Dari hasil tangkapan data selama periode waktu tertentu tersebut, data dapat diklasifikasikan siapa saja akun-akun berpengaruh, apa saja tagar yang dipakai, siapa yang memulai, bagaimana segmen usia, dari kota mana saja jumlah obrolan tertinggi, dan masih banyak lagi. Kemudian setelah dianalisis dan diolah, perusahaan dapat mengetahui respon yang perlu diambil, apakah mendiamkan, merespon secukupnya, atau merespon secara mendalam. Khusus merespon secara mendalam, lakukan jika obrolan medsos melibatkan segmen konsumen secara signifikan.
Bagaimana jika perusahaan mengganti segmen konsumen?
Perubahan profil perusahaan dapat berdampak pada citra perusahan di era digital. Perubahan profil tersebut tidak melulu karena segmen konsumen yang dilayani saat ini sudah tidak memberikan kontribusi laba, tetapi bisa juga karena perusahaan merasa tidak nyaman dengan profil saat ini, perusahaan memahami bahwa lebih baik mengganti profil karena tidak bisa menjadi nomor satu atau nomor dua di segmennya, dan masih banyak lagi.
Dalam konteks demikian, perusahaan dapat mengambil pelajaran dari kasus-kasus selebriti medsos Indonesia yang mengalami perundungan karena memutuskan lepas jilbab. Perundungan tersebut bisa jadi lebih keras kepada selebriti medsos yang sejak awal terbiasa terlihat berhijab, lalu secara tiba-tiba di akun media sosial terlihat tidak berhijab.

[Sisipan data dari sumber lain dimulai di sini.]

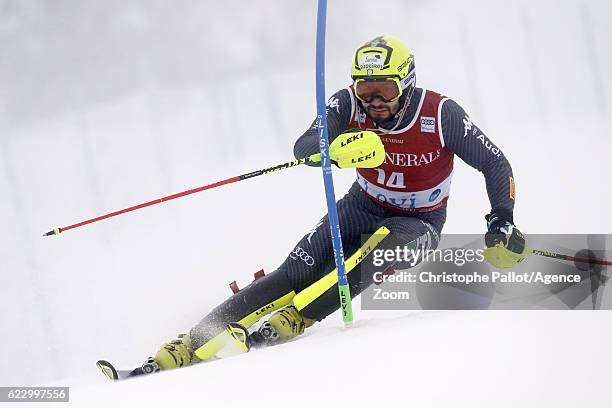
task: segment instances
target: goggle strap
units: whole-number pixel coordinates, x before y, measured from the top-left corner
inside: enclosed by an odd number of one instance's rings
[[[407,89],[410,86],[416,85],[416,69],[412,69],[404,78],[400,80],[400,86],[402,89]]]

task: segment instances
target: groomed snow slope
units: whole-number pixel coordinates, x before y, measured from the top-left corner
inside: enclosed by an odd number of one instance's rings
[[[91,379],[73,385],[71,401],[105,408],[569,408],[612,402],[610,313],[396,314],[364,318],[348,330],[338,328],[335,314],[299,341],[277,347],[122,383]]]

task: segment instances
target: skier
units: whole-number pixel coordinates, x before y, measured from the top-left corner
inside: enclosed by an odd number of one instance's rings
[[[338,201],[345,254],[360,247],[362,234],[386,226],[394,244],[417,241],[434,249],[446,220],[454,155],[483,173],[491,204],[485,216],[485,258],[497,267],[511,267],[525,256],[525,241],[514,226],[515,187],[508,160],[452,99],[416,87],[414,56],[400,40],[377,37],[357,49],[352,84],[327,103],[330,142],[354,129],[371,130],[381,138],[385,161],[374,169],[357,169],[357,180]],[[296,158],[319,151],[316,120],[297,140]],[[327,217],[297,243],[272,273],[256,279],[213,309],[189,334],[166,343],[132,374],[188,366],[213,358],[223,346],[226,326],[250,326],[272,313],[251,337],[272,344],[294,338],[339,308],[331,288],[307,307],[292,304],[296,293],[334,269]],[[372,280],[349,275],[353,295]]]

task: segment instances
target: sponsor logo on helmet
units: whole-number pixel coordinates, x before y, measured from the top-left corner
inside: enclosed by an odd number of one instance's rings
[[[406,59],[406,61],[402,62],[399,67],[397,67],[397,71],[398,72],[403,71],[404,68],[406,68],[408,64],[411,64],[411,63],[412,63],[412,55],[409,56],[408,59]]]
[[[359,62],[359,69],[383,69],[384,59],[379,53],[363,54]],[[368,71],[369,72],[369,71]]]

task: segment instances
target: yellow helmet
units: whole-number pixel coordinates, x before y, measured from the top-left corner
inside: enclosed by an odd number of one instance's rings
[[[416,86],[414,55],[395,37],[376,37],[355,51],[351,78],[355,82],[393,79],[400,94],[408,90],[410,95]]]

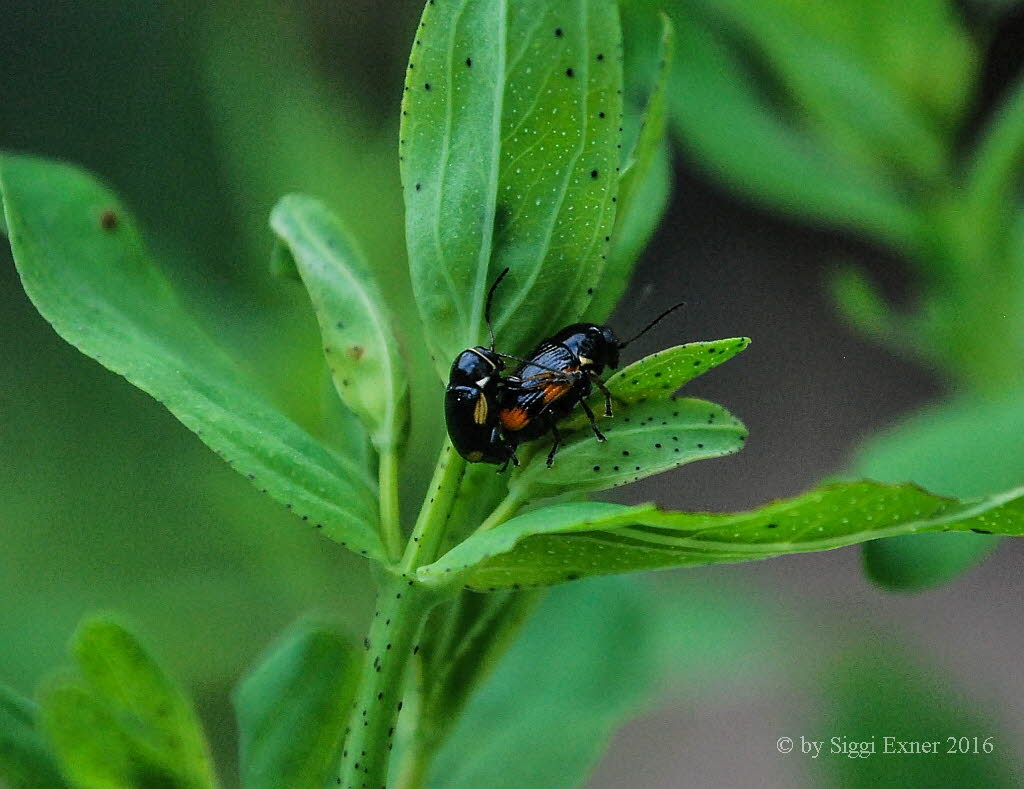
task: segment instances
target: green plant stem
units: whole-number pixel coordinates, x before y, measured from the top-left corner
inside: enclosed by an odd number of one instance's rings
[[[448,516],[465,472],[466,461],[454,450],[451,441],[445,440],[434,469],[434,477],[427,489],[426,501],[405,546],[401,565],[403,572],[414,573],[417,567],[437,558],[438,547],[442,544],[445,527],[448,525]]]
[[[383,574],[370,623],[359,689],[342,750],[340,786],[387,786],[407,669],[430,609],[442,599],[406,574]]]
[[[377,486],[380,495],[381,539],[388,560],[396,562],[402,555],[402,514],[398,505],[398,455],[394,450],[380,453]]]
[[[405,752],[401,772],[395,779],[395,789],[422,789],[430,772],[431,756],[433,751],[422,741],[414,739]]]
[[[514,493],[509,493],[501,500],[498,506],[494,508],[494,511],[487,516],[487,519],[480,524],[480,528],[478,528],[477,531],[487,531],[488,529],[493,529],[495,526],[504,523],[516,514],[516,510],[518,510],[522,504],[522,499]]]

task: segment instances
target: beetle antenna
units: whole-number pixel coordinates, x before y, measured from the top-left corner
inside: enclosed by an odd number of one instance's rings
[[[669,307],[667,310],[665,310],[663,313],[661,313],[661,315],[659,315],[653,321],[651,321],[646,326],[644,326],[640,330],[640,332],[638,334],[634,334],[630,339],[626,340],[625,342],[620,342],[619,343],[619,347],[620,348],[625,348],[627,345],[629,345],[633,341],[639,340],[641,337],[643,337],[645,334],[647,334],[647,332],[649,332],[651,329],[653,329],[655,326],[657,326],[662,321],[663,318],[668,317],[671,313],[675,312],[680,307],[683,307],[685,305],[686,305],[686,302],[685,301],[681,301],[678,304],[674,304],[673,306]]]
[[[494,291],[498,289],[498,284],[505,279],[505,275],[508,274],[508,266],[505,266],[505,270],[502,271],[494,283],[491,285],[491,289],[487,291],[487,302],[484,305],[484,320],[487,321],[487,333],[491,336],[491,351],[494,350],[494,327],[491,325],[491,302],[494,301]]]

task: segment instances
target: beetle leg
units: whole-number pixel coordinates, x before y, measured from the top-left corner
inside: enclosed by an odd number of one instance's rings
[[[580,400],[580,405],[583,406],[583,412],[587,415],[587,419],[590,420],[590,426],[594,429],[594,435],[597,436],[598,441],[604,441],[604,433],[597,426],[597,420],[594,419],[594,412],[590,410],[590,406],[587,405],[586,400]]]
[[[601,394],[604,395],[604,415],[612,416],[612,393],[608,391],[608,387],[604,385],[604,381],[596,375],[591,375],[590,378],[595,384],[597,384],[597,388],[601,390]],[[593,422],[593,420],[591,420],[591,422]]]
[[[551,434],[555,437],[555,440],[551,444],[551,451],[548,452],[548,468],[551,468],[552,464],[555,462],[555,453],[558,451],[558,446],[562,443],[562,434],[558,432],[558,425],[555,424],[555,420],[550,416],[548,416],[544,421],[551,429]]]
[[[491,431],[491,443],[496,444],[498,443],[499,440],[501,440],[501,438],[501,428],[496,426]],[[516,457],[516,451],[514,449],[509,450],[508,457],[505,458],[505,462],[501,464],[501,467],[498,469],[497,473],[504,474],[505,471],[508,470],[509,463],[511,463],[516,468],[519,468],[519,458]]]

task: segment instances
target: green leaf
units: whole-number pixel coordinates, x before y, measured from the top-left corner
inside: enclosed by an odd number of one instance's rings
[[[623,367],[605,381],[605,385],[612,397],[622,403],[665,399],[694,378],[715,369],[749,347],[749,337],[676,345]]]
[[[955,130],[974,89],[977,46],[947,0],[758,0],[856,60],[936,126]]]
[[[639,134],[623,160],[619,177],[618,210],[601,284],[595,288],[587,315],[603,322],[611,314],[629,284],[637,258],[647,245],[668,201],[669,154],[665,144],[667,111],[665,91],[672,67],[672,23],[659,14],[661,24],[657,69],[652,75]]]
[[[274,239],[274,245],[270,248],[270,273],[281,279],[294,279],[302,282],[299,275],[299,267],[295,265],[295,258],[281,238]]]
[[[929,231],[889,178],[839,158],[779,118],[754,75],[696,13],[678,6],[674,128],[696,161],[772,208],[824,219],[911,251]]]
[[[550,590],[470,699],[427,786],[572,789],[617,728],[664,702],[667,680],[735,689],[778,630],[744,590],[704,586],[601,578]]]
[[[375,486],[258,394],[150,261],[129,213],[73,167],[0,157],[11,248],[64,339],[163,403],[253,484],[372,557]]]
[[[0,785],[60,789],[66,784],[36,728],[35,705],[0,685]]]
[[[925,409],[861,447],[853,468],[876,479],[909,479],[939,493],[970,498],[1024,480],[1024,403],[1018,393],[967,397]],[[935,535],[880,540],[864,546],[876,583],[913,591],[945,583],[974,566],[997,540]]]
[[[708,0],[758,50],[808,116],[809,131],[844,160],[868,169],[895,165],[928,179],[946,164],[945,140],[870,66],[807,30],[785,2]],[[864,21],[870,17],[863,12]]]
[[[323,787],[337,768],[358,680],[340,633],[302,624],[275,645],[234,694],[246,789]]]
[[[478,532],[420,578],[473,589],[540,586],[591,575],[744,562],[903,534],[1024,535],[1024,488],[960,502],[914,485],[826,486],[752,512],[659,512],[651,505],[561,504]],[[453,576],[455,574],[455,576]]]
[[[213,767],[188,700],[121,626],[87,620],[72,642],[80,677],[42,694],[43,722],[79,787],[213,787]]]
[[[847,654],[825,668],[821,698],[829,703],[817,730],[842,732],[848,743],[873,742],[875,752],[866,758],[830,754],[815,760],[814,785],[1020,785],[1019,774],[1014,778],[1012,750],[1000,747],[1012,739],[999,723],[1001,710],[991,705],[985,709],[980,699],[957,688],[955,677],[901,652],[878,651],[874,646],[870,653]],[[888,753],[886,737],[892,738]],[[984,750],[986,739],[992,747],[989,753]],[[938,741],[938,747],[927,754],[900,753],[895,744],[899,741]]]
[[[523,464],[512,475],[510,494],[526,501],[565,491],[606,490],[738,452],[747,436],[724,408],[691,398],[620,407],[600,424],[606,441],[598,441],[589,424],[581,427],[564,436],[551,468],[545,463],[546,439],[523,447]],[[530,448],[533,454],[527,455]]]
[[[420,639],[424,689],[414,735],[422,741],[417,747],[433,749],[445,738],[539,601],[539,591],[463,591],[451,605],[436,609],[436,622],[428,623]]]
[[[288,244],[309,292],[338,394],[378,450],[394,449],[406,434],[408,383],[369,265],[337,217],[311,197],[283,198],[270,224]]]
[[[51,682],[40,696],[43,727],[76,789],[189,787],[116,712],[76,680]]]
[[[99,698],[132,716],[189,783],[213,783],[192,705],[131,633],[108,619],[88,619],[75,634],[72,651]]]
[[[402,109],[406,237],[435,366],[577,320],[614,221],[622,117],[614,0],[428,3]]]
[[[1024,78],[989,122],[967,173],[968,223],[978,237],[1004,243],[1019,213],[1024,168]],[[1010,250],[1010,254],[1013,252]]]
[[[845,266],[832,272],[829,285],[839,312],[849,323],[876,342],[891,344],[895,320],[864,272]]]

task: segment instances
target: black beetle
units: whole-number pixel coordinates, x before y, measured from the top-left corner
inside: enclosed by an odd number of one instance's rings
[[[498,422],[498,393],[504,385],[501,373],[505,362],[494,350],[491,328],[491,301],[498,283],[508,274],[506,268],[494,280],[487,293],[484,318],[491,336],[491,347],[467,348],[452,363],[444,392],[444,416],[448,436],[455,450],[470,463],[519,464],[515,447],[504,440]]]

Rachel Vennya adalah salah satu contoh kasus. Dia adalah selebriti di Instagram. Saat artikel ini disusun, Instagram Rachel Vennya memiliki 5,7 juta pengikut. Pada Desember 2020, tepat di Hari Ibu, Rachel Vennya mengunggah foto dirinya tanpa hijab di Instagram. Keputusan Rachel Vennya mengunggah foto dirinya tanpa hijab tentu mengagetkan karena selama ini dirinya identik dengan hijab dan dengan sendirinya, memiliki subsegmen konsumen yang mengidolakan dirinya dengan balutan hijab.
Maka dapat diduga, protes dan perundungan segera datang dari subsegmen konsumen yang menginginkan Rachel Vennya tetap berhijab. Namun hal sangat menarik adalah, ada pula subsegmen konsumen yang menyatakan Rachel Vennya terlihat sangat cantik tanpa hijab, sangat mendukung Rachel Vennya lepas hijab, dan subsegmen konsumen lainnya yang mendukung profil baru Rachel Vennya.
Dari contoh kasus Rachel Vennya, ada baiknya perusahaan mengambil semacam langkah terukur jika ingin mengganti profil yang berdampak pada penggantian sebagian atau seluruh segmen konsumen. Terapkan juga skenario terburuk dan pastikan perusahaan siap menanggung skenario terburuk tersebut jika tetap mengganti segmen konsumen.